Friday 3 April 2015

Christoph Birkner: Hagiography and Autobiography in Cyril of Scythopolis

The hagiographical work of Cyril of Scythoplis (525-558) provides a combination of hagiographical and autobiographical elements, which constitute the author's profile amongst other monastic saint's Lives in Late Antiquity. Presenting himself as a monk and priest, whose literary work is dedicated to his spiritual father, the seven monastic biographies of the most important persons in the history of Palestinian desert monasticism contain theological profoundness. In terms of hagiographical narrative, this monastic self-presentation is spread over the hagiographical corpus and interweaved to its more hagiographical parts, that is, the monastic biographies. In addition, the author's monastic provenance and interest precedes the life-corpus in the shape of a prologue, which confirms the importance of this specific aspect of Cyril's monastic biographies.
Using a comparative approach, Cyril's monastic saint's Lives will be analysed in the context of other similar contemporary works, such as the anonymous Historia Monachorum in Aegypto (394), Palladius' Historia Lausiaca (419/420), Theodoret of Cyrus' Historia religiosa (393-466), and the Pratum spirituale of John Moschus (ca. 550-ca. 634), in order to elaborate the hagiographical profile of Cyril and its monastic tonality.
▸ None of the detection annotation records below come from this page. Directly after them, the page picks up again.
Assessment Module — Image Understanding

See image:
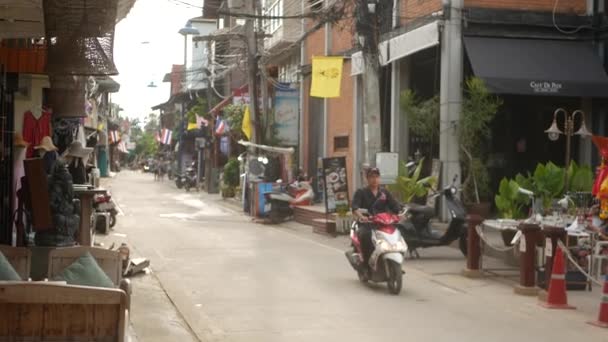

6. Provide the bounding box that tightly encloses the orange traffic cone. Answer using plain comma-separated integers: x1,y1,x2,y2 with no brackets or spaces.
540,247,575,309
589,274,608,328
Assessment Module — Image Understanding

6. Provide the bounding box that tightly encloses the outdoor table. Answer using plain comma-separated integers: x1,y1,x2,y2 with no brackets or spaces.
74,185,107,246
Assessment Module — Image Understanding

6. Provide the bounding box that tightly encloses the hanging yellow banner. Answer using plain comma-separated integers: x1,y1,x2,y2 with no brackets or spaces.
310,57,343,98
241,106,251,140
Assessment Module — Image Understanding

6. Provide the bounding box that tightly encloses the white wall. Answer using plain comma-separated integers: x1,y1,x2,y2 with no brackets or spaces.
187,19,217,89
14,74,50,133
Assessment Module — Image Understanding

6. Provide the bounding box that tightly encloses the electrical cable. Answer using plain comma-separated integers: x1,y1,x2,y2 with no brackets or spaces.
552,0,591,34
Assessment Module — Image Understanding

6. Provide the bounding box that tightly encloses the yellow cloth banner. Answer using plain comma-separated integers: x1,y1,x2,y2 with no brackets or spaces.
310,57,343,98
241,106,251,140
187,122,198,131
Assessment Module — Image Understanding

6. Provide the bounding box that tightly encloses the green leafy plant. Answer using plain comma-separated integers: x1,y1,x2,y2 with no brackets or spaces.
388,158,437,203
223,104,245,140
533,162,566,210
223,158,240,188
568,161,593,192
458,77,503,203
494,178,530,219
399,89,439,156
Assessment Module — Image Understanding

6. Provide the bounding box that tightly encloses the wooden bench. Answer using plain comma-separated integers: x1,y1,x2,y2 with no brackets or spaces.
0,282,128,342
47,246,131,309
0,245,32,280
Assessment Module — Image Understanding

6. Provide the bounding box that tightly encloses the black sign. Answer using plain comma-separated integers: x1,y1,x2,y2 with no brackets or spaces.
323,157,348,213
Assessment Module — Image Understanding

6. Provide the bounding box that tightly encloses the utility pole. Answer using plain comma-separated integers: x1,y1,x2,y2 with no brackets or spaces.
245,0,260,143
355,0,381,166
439,0,463,220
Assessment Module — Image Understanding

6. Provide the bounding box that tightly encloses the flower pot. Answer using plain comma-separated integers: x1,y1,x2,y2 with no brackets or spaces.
466,202,492,219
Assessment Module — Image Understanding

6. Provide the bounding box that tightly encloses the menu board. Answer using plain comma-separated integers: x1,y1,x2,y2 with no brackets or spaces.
323,157,348,213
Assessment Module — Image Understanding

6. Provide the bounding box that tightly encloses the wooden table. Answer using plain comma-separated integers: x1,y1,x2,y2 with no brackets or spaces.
74,187,107,246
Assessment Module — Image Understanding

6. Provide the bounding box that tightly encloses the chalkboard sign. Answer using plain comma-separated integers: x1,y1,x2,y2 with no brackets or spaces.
323,157,348,213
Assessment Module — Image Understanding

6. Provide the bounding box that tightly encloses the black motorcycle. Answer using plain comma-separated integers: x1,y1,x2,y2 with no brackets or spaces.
398,177,467,258
183,162,198,191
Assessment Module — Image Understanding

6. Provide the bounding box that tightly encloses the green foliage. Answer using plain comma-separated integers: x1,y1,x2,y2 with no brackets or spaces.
223,104,245,139
462,158,492,203
458,77,503,203
533,162,566,209
186,97,211,122
399,89,439,142
135,132,158,158
568,161,593,192
388,159,437,203
144,113,159,133
494,178,530,219
223,158,240,187
458,77,503,159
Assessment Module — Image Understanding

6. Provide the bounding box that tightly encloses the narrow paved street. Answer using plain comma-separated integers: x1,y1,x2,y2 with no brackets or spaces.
110,171,608,342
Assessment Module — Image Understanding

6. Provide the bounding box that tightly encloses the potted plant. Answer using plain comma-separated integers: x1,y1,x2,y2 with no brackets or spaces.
221,158,239,198
458,77,503,217
388,158,437,203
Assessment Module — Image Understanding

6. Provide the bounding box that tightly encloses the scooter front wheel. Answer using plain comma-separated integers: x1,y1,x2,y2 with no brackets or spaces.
386,260,403,295
458,233,469,257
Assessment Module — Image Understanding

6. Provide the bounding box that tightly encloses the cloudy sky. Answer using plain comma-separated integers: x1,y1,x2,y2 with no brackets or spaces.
112,0,203,119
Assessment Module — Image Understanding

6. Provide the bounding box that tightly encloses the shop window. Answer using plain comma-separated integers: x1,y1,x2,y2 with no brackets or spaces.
334,135,350,151
308,0,325,11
Theological, philological and historical observations will be used to carve out the author's "hagiographical self-portrait".
The objective is to identify the hagiographical profile of Cyril as author and of his life-corpus, furthermore, to give insight into an aspect of Late Antique hagiography that has not received much scholarly attention, by means of considering an often neglected Christian author, who paradoxically wrote the most influential biographies of monastic saints in sixth century Palestine.